せっかく利久くんがカッコよく見えたというのに最後に余計な一言を言うので大好きな幼なじみの名前を出してやると「またなっちゃんかよー」なんて口をとがらせている。


だけど、なっちゃんがわたしと野球してくれるって言うなら、その時は、利久くんも誘ってあげよう。


なんて思っているとげた箱に到着し、上靴からまだ綺麗なローファーへ、履き替える。


そしてわざとらしくローファーの音を立てて……なりたての女子高生の気分を味わっていた。



「じゃあ、俺自転車だから! 気を付けて帰れよー!」

「うん、バイバイ利久くん! 利久くんも気を付けてねー」



今日は歯医者があるらしい利久くんは急いで自転車にまたがり、猛スピードで漕いで行った。


漕ぐの早っ。

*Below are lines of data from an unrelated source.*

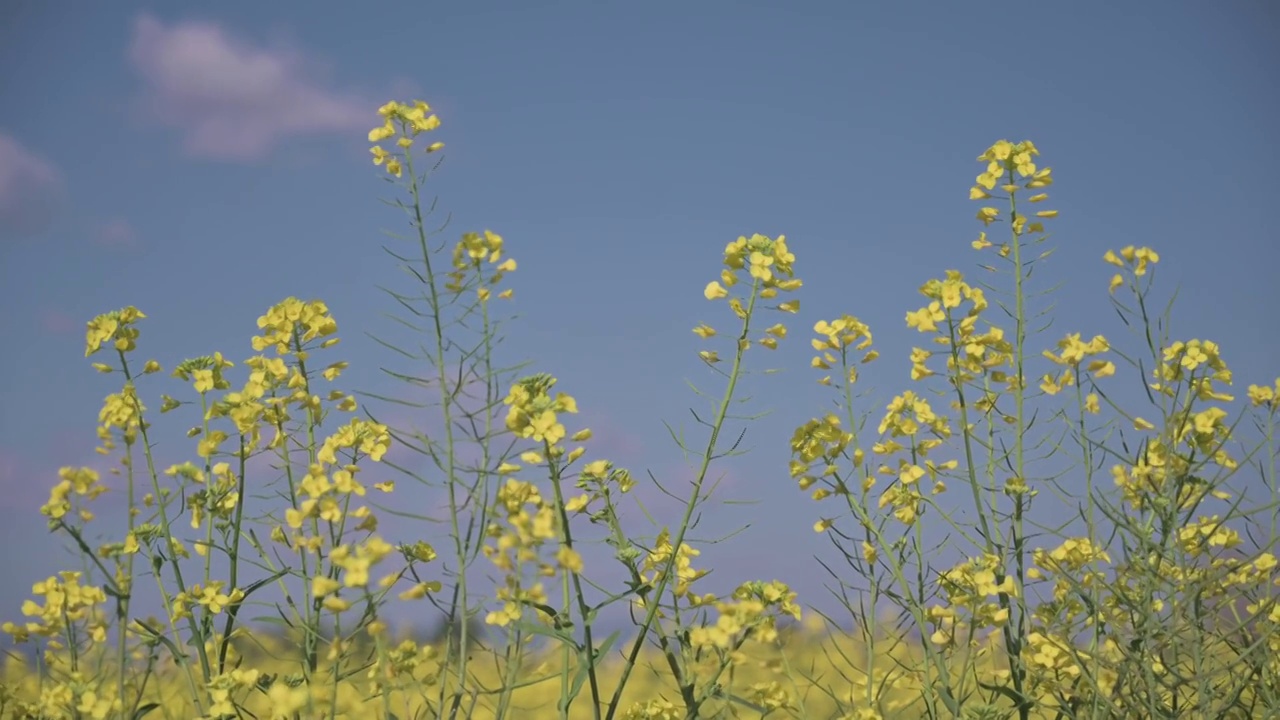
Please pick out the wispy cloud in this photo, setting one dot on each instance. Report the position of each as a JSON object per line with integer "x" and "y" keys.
{"x": 30, "y": 190}
{"x": 231, "y": 99}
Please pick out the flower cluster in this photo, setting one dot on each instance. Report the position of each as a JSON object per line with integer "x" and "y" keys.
{"x": 406, "y": 121}
{"x": 534, "y": 413}
{"x": 1133, "y": 259}
{"x": 1006, "y": 164}
{"x": 836, "y": 337}
{"x": 1072, "y": 354}
{"x": 470, "y": 255}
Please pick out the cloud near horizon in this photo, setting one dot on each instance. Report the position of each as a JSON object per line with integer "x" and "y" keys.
{"x": 30, "y": 190}
{"x": 232, "y": 100}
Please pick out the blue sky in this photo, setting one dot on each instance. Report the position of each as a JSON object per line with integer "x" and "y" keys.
{"x": 202, "y": 165}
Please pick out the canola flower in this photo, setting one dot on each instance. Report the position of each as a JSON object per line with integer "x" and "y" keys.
{"x": 1162, "y": 601}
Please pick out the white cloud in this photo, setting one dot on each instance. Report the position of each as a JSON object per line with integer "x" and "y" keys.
{"x": 30, "y": 190}
{"x": 233, "y": 100}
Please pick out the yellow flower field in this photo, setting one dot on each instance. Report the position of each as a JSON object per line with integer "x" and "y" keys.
{"x": 1159, "y": 602}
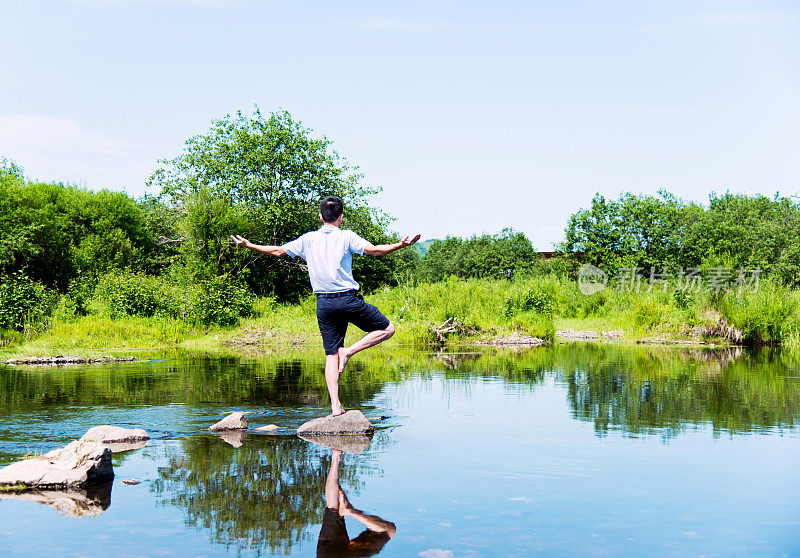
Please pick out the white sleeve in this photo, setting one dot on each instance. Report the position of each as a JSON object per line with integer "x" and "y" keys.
{"x": 295, "y": 248}
{"x": 357, "y": 244}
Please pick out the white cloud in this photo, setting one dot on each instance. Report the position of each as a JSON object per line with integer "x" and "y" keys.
{"x": 376, "y": 24}
{"x": 57, "y": 136}
{"x": 143, "y": 2}
{"x": 55, "y": 148}
{"x": 724, "y": 20}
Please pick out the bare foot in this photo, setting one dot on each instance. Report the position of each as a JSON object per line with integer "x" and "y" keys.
{"x": 337, "y": 410}
{"x": 343, "y": 358}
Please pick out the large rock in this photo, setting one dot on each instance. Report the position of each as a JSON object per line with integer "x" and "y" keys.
{"x": 350, "y": 443}
{"x": 73, "y": 502}
{"x": 77, "y": 464}
{"x": 351, "y": 422}
{"x": 234, "y": 421}
{"x": 116, "y": 438}
{"x": 234, "y": 438}
{"x": 107, "y": 434}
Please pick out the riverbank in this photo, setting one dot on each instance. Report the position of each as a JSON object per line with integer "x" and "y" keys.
{"x": 528, "y": 311}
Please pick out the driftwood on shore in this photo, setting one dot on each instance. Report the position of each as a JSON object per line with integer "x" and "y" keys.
{"x": 61, "y": 360}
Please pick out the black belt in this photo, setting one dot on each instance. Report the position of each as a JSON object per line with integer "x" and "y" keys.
{"x": 336, "y": 295}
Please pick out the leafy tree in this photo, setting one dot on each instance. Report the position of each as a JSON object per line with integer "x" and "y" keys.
{"x": 55, "y": 232}
{"x": 263, "y": 176}
{"x": 751, "y": 232}
{"x": 634, "y": 231}
{"x": 503, "y": 255}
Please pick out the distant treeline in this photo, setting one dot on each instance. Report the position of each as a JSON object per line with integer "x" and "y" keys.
{"x": 734, "y": 231}
{"x": 262, "y": 176}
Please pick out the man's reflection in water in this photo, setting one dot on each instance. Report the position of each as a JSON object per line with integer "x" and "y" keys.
{"x": 333, "y": 539}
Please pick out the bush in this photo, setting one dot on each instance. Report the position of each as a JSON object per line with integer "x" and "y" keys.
{"x": 766, "y": 317}
{"x": 535, "y": 324}
{"x": 221, "y": 302}
{"x": 23, "y": 301}
{"x": 133, "y": 294}
{"x": 534, "y": 299}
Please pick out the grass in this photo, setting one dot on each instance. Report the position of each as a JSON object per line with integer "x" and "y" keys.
{"x": 484, "y": 308}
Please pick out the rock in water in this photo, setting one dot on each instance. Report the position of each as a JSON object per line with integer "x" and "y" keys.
{"x": 116, "y": 438}
{"x": 73, "y": 502}
{"x": 77, "y": 464}
{"x": 350, "y": 443}
{"x": 351, "y": 422}
{"x": 108, "y": 434}
{"x": 234, "y": 421}
{"x": 234, "y": 438}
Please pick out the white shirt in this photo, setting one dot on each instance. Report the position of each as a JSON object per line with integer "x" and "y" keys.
{"x": 328, "y": 252}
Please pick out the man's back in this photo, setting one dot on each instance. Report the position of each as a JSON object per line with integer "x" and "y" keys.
{"x": 328, "y": 252}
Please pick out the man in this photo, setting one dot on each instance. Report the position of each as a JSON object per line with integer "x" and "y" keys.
{"x": 328, "y": 252}
{"x": 333, "y": 537}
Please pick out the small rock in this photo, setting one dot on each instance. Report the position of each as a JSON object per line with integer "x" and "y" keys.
{"x": 234, "y": 421}
{"x": 116, "y": 438}
{"x": 72, "y": 502}
{"x": 233, "y": 437}
{"x": 351, "y": 422}
{"x": 77, "y": 464}
{"x": 350, "y": 443}
{"x": 107, "y": 434}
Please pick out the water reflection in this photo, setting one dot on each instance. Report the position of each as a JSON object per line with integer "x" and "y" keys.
{"x": 263, "y": 495}
{"x": 333, "y": 538}
{"x": 73, "y": 502}
{"x": 639, "y": 391}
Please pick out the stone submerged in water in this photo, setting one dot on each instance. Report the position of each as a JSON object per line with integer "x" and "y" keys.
{"x": 116, "y": 438}
{"x": 72, "y": 502}
{"x": 77, "y": 464}
{"x": 350, "y": 443}
{"x": 351, "y": 422}
{"x": 234, "y": 421}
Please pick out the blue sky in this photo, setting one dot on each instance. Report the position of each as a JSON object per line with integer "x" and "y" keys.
{"x": 472, "y": 116}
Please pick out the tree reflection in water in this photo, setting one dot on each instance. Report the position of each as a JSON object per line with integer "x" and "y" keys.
{"x": 262, "y": 496}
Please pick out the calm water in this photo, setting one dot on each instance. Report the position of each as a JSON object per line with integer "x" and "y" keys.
{"x": 570, "y": 450}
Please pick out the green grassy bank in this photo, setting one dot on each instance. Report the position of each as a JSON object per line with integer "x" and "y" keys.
{"x": 478, "y": 310}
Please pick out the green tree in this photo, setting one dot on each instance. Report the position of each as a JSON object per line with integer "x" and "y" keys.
{"x": 500, "y": 256}
{"x": 263, "y": 176}
{"x": 55, "y": 232}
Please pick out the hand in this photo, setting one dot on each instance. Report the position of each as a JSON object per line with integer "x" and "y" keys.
{"x": 240, "y": 241}
{"x": 408, "y": 241}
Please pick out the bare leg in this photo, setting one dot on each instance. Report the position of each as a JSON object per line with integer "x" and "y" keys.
{"x": 332, "y": 482}
{"x": 369, "y": 340}
{"x": 332, "y": 381}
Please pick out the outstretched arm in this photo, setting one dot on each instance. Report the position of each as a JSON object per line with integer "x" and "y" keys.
{"x": 271, "y": 250}
{"x": 383, "y": 249}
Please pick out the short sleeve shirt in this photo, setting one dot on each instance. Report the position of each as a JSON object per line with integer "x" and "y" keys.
{"x": 328, "y": 252}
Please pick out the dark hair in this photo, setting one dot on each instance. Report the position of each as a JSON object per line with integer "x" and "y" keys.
{"x": 330, "y": 208}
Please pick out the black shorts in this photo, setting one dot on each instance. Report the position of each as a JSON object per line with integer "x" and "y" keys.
{"x": 334, "y": 313}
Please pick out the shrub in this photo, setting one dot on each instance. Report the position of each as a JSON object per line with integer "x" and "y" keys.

さすが元野球部。体力有り余ってますなあ。

なんて思いながら利久くんの後姿を見ていると、急に、どうしても言いたくなって気づけば利久くんの名前を叫んでいた。



「利久くーん!! 一緒に考えてくれてありがとー!!!!!!」



まわりの目がわたしに注目していたことも気づかず、聞こえているかどうかわからないことを叫ぶ。


まあ、聞こえていなくてもいいや。なんて思いながら校門に向かって歩いていると、曲がり角直前で利久くんが笑顔でこっちを見て、大きく手をふっていた。


おお、聞こえてた。よかった。これで何もなかったらわたし、思いっきり恥ずかしい人だったな。


なんて、鼻歌を歌いながら校門まで駆けて行く。